Personal information
- Full name: Stephen Garland Lester
- Born: 18 March 1906 Amberley, North Canterbury, New Zealand
- Died: 24 October 1971 (aged 65) Christchurch, New Zealand
- Batting: Right-handed
- Bowling: Right-arm medium

Domestic team information
- 1929/30–1935/36: Canterbury

Career statistics
| Competition | First-class |
| Matches | 16 |
| Runs scored | 595 |
| Batting average | 22.88 |
| 100s/50s | 0/2 |
| Top score | 64 |
| Balls bowled | 1,893 |
| Wickets | 26 |
| Bowling average | 34.61 |
| 5 wickets in innings | 0 |
| 10 wickets in match | 0 |
| Best bowling | 4/21 |
| Catches/stumpings | 8/– |
- Source: Cricinfo, 12 July 2019

= Stephen Lester =

New Zealand cricketer

Stephen Garland Lester (18 March 1906 – 24 October 1971) was a New Zealand cricketer who played first-class cricket for Canterbury from 1929 to 1936.

==Career==
A right-handed middle-order batsman and medium-pace bowler, Lester was a regular member of the Canterbury team in the early 1930s. His highest score came in his second match, when he scored 12 and 64 and took 2 for 45 and 3 for 56 against Wellington in the Plunket Shield.

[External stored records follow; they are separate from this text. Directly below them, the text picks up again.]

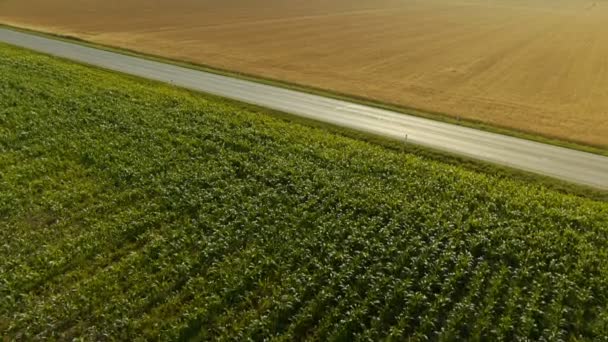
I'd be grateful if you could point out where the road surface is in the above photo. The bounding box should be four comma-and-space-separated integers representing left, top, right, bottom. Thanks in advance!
1, 27, 607, 190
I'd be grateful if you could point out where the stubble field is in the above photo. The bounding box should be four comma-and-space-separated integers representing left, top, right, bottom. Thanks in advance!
1, 0, 607, 147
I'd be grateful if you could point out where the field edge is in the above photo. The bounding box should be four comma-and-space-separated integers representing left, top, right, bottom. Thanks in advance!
0, 37, 606, 202
1, 23, 606, 157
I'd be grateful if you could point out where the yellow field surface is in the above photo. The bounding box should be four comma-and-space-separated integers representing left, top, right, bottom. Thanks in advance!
1, 0, 607, 147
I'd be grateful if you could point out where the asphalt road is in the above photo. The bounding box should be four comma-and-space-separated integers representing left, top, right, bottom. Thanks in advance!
1, 27, 607, 190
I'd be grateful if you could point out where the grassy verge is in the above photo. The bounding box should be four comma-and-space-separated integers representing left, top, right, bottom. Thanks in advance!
1, 23, 606, 157
2, 42, 608, 340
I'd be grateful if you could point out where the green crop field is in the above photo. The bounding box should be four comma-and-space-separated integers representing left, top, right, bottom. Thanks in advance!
1, 43, 608, 341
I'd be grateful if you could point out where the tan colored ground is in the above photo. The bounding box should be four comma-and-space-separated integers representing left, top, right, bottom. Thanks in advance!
1, 0, 607, 147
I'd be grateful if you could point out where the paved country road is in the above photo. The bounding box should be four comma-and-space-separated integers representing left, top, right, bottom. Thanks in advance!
1, 27, 607, 190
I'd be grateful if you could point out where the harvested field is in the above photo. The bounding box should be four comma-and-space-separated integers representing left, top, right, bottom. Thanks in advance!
1, 0, 607, 147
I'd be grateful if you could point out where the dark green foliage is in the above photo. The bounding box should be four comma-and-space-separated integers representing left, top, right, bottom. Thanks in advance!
1, 43, 608, 341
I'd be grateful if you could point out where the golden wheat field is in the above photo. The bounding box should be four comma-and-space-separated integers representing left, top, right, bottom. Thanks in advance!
1, 0, 607, 147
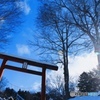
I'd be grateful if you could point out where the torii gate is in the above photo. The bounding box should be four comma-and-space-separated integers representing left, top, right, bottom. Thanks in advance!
0, 53, 58, 100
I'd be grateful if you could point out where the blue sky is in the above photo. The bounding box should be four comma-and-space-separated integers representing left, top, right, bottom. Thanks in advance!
0, 0, 43, 92
0, 0, 98, 92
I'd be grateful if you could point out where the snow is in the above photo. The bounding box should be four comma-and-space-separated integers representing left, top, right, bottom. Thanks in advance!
69, 96, 100, 100
1, 96, 100, 100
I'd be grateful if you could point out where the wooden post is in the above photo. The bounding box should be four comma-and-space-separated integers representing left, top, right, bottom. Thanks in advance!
41, 68, 46, 100
0, 59, 7, 80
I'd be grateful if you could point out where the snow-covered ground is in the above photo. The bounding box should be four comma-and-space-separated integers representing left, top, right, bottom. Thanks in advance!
69, 96, 100, 100
1, 96, 100, 100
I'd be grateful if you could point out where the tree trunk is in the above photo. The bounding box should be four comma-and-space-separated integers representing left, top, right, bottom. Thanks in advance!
64, 57, 70, 100
97, 54, 100, 69
63, 50, 70, 100
94, 43, 100, 69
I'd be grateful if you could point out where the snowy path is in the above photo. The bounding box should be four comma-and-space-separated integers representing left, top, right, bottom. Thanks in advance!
69, 96, 100, 100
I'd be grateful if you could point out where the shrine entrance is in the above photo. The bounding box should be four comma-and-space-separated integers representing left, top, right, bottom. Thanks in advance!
0, 53, 58, 100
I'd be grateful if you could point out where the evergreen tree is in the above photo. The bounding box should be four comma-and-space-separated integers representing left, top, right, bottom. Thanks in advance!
89, 78, 100, 92
4, 88, 16, 99
78, 72, 92, 92
78, 72, 100, 92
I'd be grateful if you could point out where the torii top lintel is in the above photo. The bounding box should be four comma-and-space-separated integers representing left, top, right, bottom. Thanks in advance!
0, 53, 58, 71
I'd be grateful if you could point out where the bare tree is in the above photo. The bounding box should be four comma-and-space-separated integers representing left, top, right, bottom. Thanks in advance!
29, 1, 86, 99
0, 77, 7, 91
56, 0, 100, 67
46, 72, 76, 100
0, 0, 23, 49
46, 74, 64, 100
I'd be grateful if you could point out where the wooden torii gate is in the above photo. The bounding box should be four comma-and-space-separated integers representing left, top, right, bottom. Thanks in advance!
0, 53, 58, 100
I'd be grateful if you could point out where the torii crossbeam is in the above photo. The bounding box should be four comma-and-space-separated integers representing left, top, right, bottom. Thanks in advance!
0, 53, 58, 100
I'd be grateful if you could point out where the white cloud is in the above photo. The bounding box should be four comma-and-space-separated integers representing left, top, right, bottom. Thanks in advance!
16, 1, 30, 15
16, 44, 31, 55
47, 51, 98, 80
47, 67, 64, 79
46, 68, 64, 89
69, 51, 98, 77
32, 82, 41, 92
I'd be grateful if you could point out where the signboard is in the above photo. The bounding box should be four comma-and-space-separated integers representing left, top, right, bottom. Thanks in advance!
22, 62, 28, 69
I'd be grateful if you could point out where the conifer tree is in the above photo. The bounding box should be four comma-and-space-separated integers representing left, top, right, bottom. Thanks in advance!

His best bowling figures came a year later against Auckland, when in Canterbury's four-wicket victory he took 4 for 21 and 2 for 73 and made 35. When there was speculation about the possible addition of a 15th player to the New Zealand team to tour England in 1931, Lester was one of the players in contention; however, only 14 toured. A year later he was twelfth man for New Zealand in the First Test against South Africa in 1931-32, played in Christchurch.

During the Second World War Lester served in New Zealand in the Royal New Zealand Air Force, first as a flying officer, then as a squadron leader and commanding officer of the Christchurch Wing. He was a member of the New Zealand Cricket Council.

The Stephen Lester Memorial Trophy is awarded annually to the bowler taking the most wickets in the Christchurch men's premiership competition.

==Personal life==
Lester worked as a stock and station agent. In March 1932 he married Eleanor West-Watson, whose father was the Anglican Bishop of Christchurch. They had two sons and a daughter.